Ainsi, il écrit dans son journal :  » Il y avait la plupart du temps deux événements simultanés. Le choeur chantait des cantiques de son côté pendant que le prêtre procédait à la messe de manière complètement indépendante, et les autres religieux présents se livraient à des sortes de petites processions entre leur siège et l’autel, assorties de brèves génuflexions. De temps en temps, quelqu’un sonnait une cloche pour attirer l’attention des paroissiens lors des moments clés de la cérémonie, ce qui avait pour effet que l’on n’entendait plus rien du tout.  »

La confusion apparente des rites catholiques l’amuse certes beaucoup, mais il n’en est pas moins impressionné lorsqu’il assiste à la procession du Très-Saint Sacrement de Miracle, célébration qui commémore en grande pompe un miracle de 1370 au cours duquel des hosties profanées par des juifs du Brabant se seraient mises à saigner (les boucs émissaires avaient alors été jugés sommairement et exécutés sur le bûcher en place publique).
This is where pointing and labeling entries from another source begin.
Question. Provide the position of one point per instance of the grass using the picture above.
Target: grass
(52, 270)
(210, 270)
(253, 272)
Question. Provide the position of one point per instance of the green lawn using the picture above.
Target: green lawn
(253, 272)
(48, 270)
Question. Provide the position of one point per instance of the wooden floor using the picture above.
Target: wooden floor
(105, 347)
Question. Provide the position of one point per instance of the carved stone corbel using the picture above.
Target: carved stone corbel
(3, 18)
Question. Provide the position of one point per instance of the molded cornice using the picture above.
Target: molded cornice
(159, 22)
Dodgson, que la sobriété de l’Eglise anglicane a sans doute conditionné à voir dans tout rituel un tant soit peu exotique un spectacle, se délecte des chants, des arrangements floraux multicolores et des costumes des participants au cortège, mais note tout de même que le tout est  » terriblement théâtral et extravagant « .

Dans l’après-midi, alors que Liddon rend visite à des amis à la délégation britannique (rue de l’Industrie), Dodgson en profite pour flâner dans les rues de la capitale. Sa promenade le mène à la Grand-Place,  » le plus bel exemple d’architecture gothique séculière au monde « , écrit-il. Il apprécie particulièrement la façade de l’hôtel de ville, à l’instar des nombreux touristes qui l’ont précédé et de ceux qui le suivront.

La plupart des lieux bruxellois visités il y a cent cinquante ans sont restés inchangés ou presque.
La plupart des lieux bruxellois visités il y a cent cinquante ans sont restés inchangés ou presque.© JULES QUEVAL/RIJKSMUSEUM

Qu’ont-ils donc bien pu faire ?

Après cela, les journaux des deux complices diffèrent. Liddon dit être allé à l’office du soir à l’église Saint-Jacques-sur-Coudenberg, mais Dodgson écrit qu’ils n’ont malheureusement pas pu y assister en raison d’un changement dans l’horaire des messes. Pourquoi les deux hommes racontent-ils des histoires contradictoires ? Qu’ont-ils donc pu bien faire cet après-midi du 14 juillet 1867 à Bruxelles ?

Les partisans des diverses théories fantaisistes qui veulent voir en Lewis Carroll tour à tour un accro aux opiacées, un pédophile victorien, ou même Jack l’Eventreur, ne manqueront pas de tirer leurs sinistres conclusions. Quant aux autres, ils resteront sur leur faim. Il est fort à parier que Liddon s’est simplement trompé dans son récit de la journée, ou que les compagnons de voyage ne se sont tout bonnement pas embarrassés de trop de détails. Quoi qu’il en soit, cela restera un mystère.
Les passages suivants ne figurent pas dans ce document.